The progressive demand for rhetorical conformity with the latest principles of public morality also gets in the way of a clear-sighted approach to the world’s problems, as with former President Obama’s insistence that the terrorist threat was from something called “extremism” — something that no actual extremist would ever claim, or even understand — and not from a particular brand, much in favor at the moment, of Islamic fundamentalism. The term is of course metaphorical, since all Muslims are fundamentalists in the sense that Christian fundamentalists are when they speak of the inerrancy of Scripture. But it became clear, to me at least, that the language he chose to use about it was for the purpose of persuading himself as much as others, and keeping the reality out of sight.

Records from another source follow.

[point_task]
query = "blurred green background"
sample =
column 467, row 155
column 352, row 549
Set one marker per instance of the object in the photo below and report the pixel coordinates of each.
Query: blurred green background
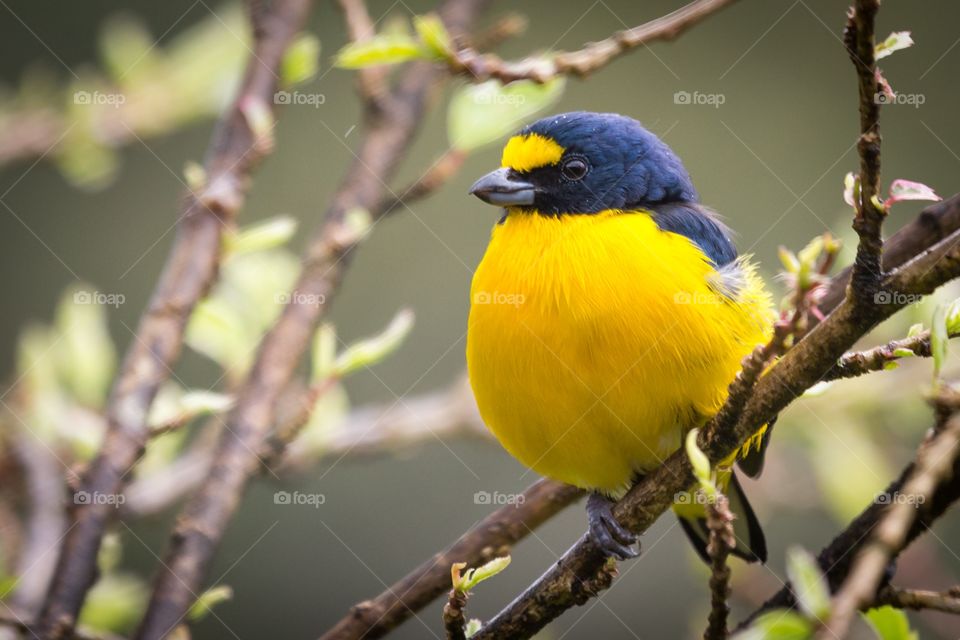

“Reality,” as always, is more reliably to be found in history than in social science. In the same way, I think we have to conclude that, even though both may change over time, morality changes more radically and more frequently than honor does. Our great grandfathers, on whichever side they fought in the civil war, never imagined that their great grandchildren would find them guilty of “racism”, “sexism”, “homophobia” and all the rest of it — nor, alas, that they could have so completely forgotten what, to them, had been the vital, the unavoidable consideration of honor that they found nothing to be proud of in their descent. Yet honor is still there, though it is unacknowledged, and still capable of stirring hearts with love of country. Most importantly, it is still the same, unlike the flighty and unpredictable strictures of morality that seem to change overnight. That’s because it is the only way we have to affirm and celebrate our continuing connection with the past and those who came before us in this special place, inhabited by our forefathers, which it is so natural for us to want to honor along with them.